If I have any complaints about the show at all (aside from--sigh--the inevitable loud-talking, disrespectful douchebags and rude, tall girls shoving their way right into my sight line two minutes before the band took the stage) it's that, as a relative newcomer to the Goats' oeuvre, I should have recognized fewer of the songs. He repeated several from this summer's Pitchfork Music Festival setlist and, though of course he's touring in support of Get Lonely, he seemed to go heavy on material from his other more recent studio releases like The Sunset Tree and Tallahassee. They were definitely all crowd pleasers, but I have to wonder if any of the longtime die-hards in the audience felt like he didn't do enough justice to his lo-fi days. But, meh, it's not my job to keep tabs on the die-hards' satisfaction levels; I had an amazing time, and, just, wow. I'm so happy to have his music in my life and feel so lucky to have ample opportunity to see John and Peter play live.
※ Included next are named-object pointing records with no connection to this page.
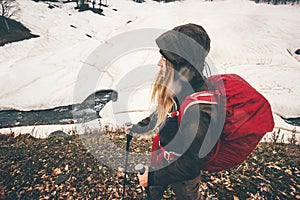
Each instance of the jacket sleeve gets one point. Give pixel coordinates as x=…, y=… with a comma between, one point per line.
x=194, y=126
x=145, y=125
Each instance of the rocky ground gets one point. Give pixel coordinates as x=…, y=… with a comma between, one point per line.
x=71, y=167
x=13, y=31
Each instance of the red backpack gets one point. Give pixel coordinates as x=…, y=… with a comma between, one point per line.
x=248, y=118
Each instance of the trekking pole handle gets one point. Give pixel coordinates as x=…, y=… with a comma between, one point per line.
x=128, y=125
x=140, y=168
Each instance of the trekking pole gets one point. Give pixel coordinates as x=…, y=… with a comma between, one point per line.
x=140, y=168
x=128, y=139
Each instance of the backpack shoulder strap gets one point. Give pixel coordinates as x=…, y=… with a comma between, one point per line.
x=203, y=97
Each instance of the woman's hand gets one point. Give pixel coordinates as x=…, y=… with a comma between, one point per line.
x=128, y=127
x=143, y=178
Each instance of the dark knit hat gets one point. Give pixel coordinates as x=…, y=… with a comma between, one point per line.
x=185, y=44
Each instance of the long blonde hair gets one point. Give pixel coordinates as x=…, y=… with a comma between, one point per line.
x=162, y=94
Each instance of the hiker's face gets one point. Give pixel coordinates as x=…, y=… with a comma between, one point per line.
x=162, y=64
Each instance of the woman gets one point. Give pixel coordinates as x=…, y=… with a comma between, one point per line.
x=183, y=51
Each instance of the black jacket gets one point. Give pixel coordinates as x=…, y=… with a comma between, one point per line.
x=186, y=140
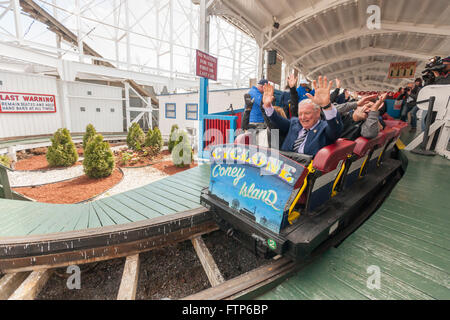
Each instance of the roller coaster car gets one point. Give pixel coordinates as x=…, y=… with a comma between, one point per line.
x=279, y=203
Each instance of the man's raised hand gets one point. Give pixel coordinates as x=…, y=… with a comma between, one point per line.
x=379, y=103
x=322, y=92
x=366, y=99
x=292, y=81
x=268, y=95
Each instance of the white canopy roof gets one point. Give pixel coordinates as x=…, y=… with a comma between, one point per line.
x=331, y=37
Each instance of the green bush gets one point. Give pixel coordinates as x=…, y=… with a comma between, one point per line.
x=90, y=132
x=154, y=139
x=148, y=137
x=172, y=137
x=182, y=153
x=5, y=160
x=98, y=158
x=62, y=152
x=135, y=137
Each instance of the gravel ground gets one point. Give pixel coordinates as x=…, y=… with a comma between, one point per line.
x=32, y=178
x=135, y=178
x=172, y=272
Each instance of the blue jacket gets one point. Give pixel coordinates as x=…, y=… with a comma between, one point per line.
x=324, y=134
x=302, y=93
x=256, y=114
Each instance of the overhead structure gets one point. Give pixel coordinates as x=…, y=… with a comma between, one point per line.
x=148, y=42
x=343, y=38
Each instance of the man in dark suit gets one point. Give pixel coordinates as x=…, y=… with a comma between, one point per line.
x=307, y=134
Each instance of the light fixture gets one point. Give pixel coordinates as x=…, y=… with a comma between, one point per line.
x=276, y=25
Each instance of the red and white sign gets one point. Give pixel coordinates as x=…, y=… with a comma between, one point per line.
x=206, y=66
x=14, y=102
x=399, y=70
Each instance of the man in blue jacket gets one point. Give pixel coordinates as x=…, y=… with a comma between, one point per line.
x=307, y=134
x=256, y=95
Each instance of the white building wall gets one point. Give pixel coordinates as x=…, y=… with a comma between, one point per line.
x=97, y=105
x=219, y=101
x=29, y=124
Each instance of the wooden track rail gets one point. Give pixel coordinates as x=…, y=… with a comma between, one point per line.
x=18, y=254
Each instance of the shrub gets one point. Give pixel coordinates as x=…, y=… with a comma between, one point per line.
x=126, y=157
x=172, y=137
x=182, y=153
x=135, y=137
x=62, y=152
x=154, y=139
x=90, y=132
x=98, y=158
x=5, y=160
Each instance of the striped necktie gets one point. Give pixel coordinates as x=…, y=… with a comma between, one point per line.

And, as if there weren't enough musical riches in the air last night, I loved every note that opener Christine Fellows played. John has been very vocal in his support of her, both at Last Plane to Jakarta and, well, when he announced from the stage at the end of the night, "the Christine Fellows album is at the merch table and it will change your life." I didn't have enough cash on me last night to pick it up, but will be eager to do so soon. In the meantime, the song "Vertebrae," which he says is "the song of the year by a country mile, and also by a city mile, and by a nautical mile, too" is available for streaming at her MySpace.